От волнения на лице Бориса выступили розовые пятна. Мария с грустью поняла, что не она, не помощь, оказанная ею, а только папаша Пьер и «Никотиана» вызвали это волнение. Она знала, что она бесцветна, тускла, как дождливое утро, и ни в ком не может пробудить бурной страсти. Но все же она испытывала какую-то тихую, сдержанную радость, которая делала ее почти счастливой.

– Ваш чай совсем остыл, – сказала она Борису. – Дайте чашку, я налью вам горячего.

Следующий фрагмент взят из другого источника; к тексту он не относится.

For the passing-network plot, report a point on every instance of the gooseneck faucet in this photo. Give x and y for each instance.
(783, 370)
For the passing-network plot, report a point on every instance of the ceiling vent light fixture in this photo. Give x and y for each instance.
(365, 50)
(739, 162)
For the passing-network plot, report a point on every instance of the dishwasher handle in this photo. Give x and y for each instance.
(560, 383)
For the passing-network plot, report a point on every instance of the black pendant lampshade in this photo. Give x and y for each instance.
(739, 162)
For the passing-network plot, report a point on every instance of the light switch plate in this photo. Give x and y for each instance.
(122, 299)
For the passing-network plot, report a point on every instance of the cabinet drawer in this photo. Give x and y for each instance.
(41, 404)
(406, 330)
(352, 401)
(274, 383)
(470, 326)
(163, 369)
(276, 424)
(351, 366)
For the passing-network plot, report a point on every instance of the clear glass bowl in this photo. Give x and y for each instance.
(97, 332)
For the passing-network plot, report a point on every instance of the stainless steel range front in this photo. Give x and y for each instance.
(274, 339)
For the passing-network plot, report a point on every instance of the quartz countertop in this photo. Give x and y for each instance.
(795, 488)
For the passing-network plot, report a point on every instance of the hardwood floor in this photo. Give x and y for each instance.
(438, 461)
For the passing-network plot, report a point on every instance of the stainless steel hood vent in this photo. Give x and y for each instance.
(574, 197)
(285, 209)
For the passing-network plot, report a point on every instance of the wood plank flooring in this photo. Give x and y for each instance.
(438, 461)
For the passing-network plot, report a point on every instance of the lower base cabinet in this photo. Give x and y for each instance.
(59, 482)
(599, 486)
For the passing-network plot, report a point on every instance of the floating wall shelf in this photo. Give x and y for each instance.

Выйдя из дома, Борис почувствовал себя усталым – так велики были и его волнение, и те усилия, с какими он скрывал его от Спиридонова и девушек. Ему показалось, что все вокруг стало мелким и незначительным. Что они такое – и этот двор, и этот склад, и этот стоящий перед входом в ферментационный цех грузовик, с которого сгружают тюки табака? Все это только маленькая, совсем маленькая часть громадного богатства «Никотианы», обладающей миллионами килограммов табака. Здешний директор, мастера, конторские служащие похожи на жалких пигмеев, послушных и раболепных исполнителей тех приказов, которые Борис будет им посылать из дирекции в Софии. Словно какая-то сила подняла его над всем и вся и дала ему неограниченную власть над людьми. Ему почудилось, будто рабочие, толпами выходящие из склада, смотрят на него, подталкивая друг друга и боязливо твердя: «Глянь-ка, вон помощник главного эксперта «Никотианы»! Смотри, как бы он не взял тебя на заметку!» И все это казалось ему невероятным, чудесным. Но в ушах его еще гудел бас Спиридонова, обоняние его еще ощущало запах лаванды, исходящий от платья Марии. Никогда в жизни у него и в мыслях не было, что с ним может случиться нечто подобное. Он готовился долго, упорно и молчаливо карабкаться вверх, а вместо этого сделал вдруг невероятный прыжок и достиг почти самого верха «Никотианы». Впрочем, таким же образом начал и еврей Коэн, который случайно разговорился в вагоне поезда с Кнорром, директором Германского папиросного концерна. После прихода Гитлера Коэн порвал с Германским папиросным концерном, основал собственную фирму и теперь получал миллионы от торговых представительств. Почти так же, в несколько решающих мгновений, сделали свою карьеру армянин Торосян, хозяин «Джебела», и Барутчиев, глава «Восточных Табаков». Все дело в том, чтобы не упустить момента, воспользоваться случаем. И Борис воспользовался им самым блестящим образом.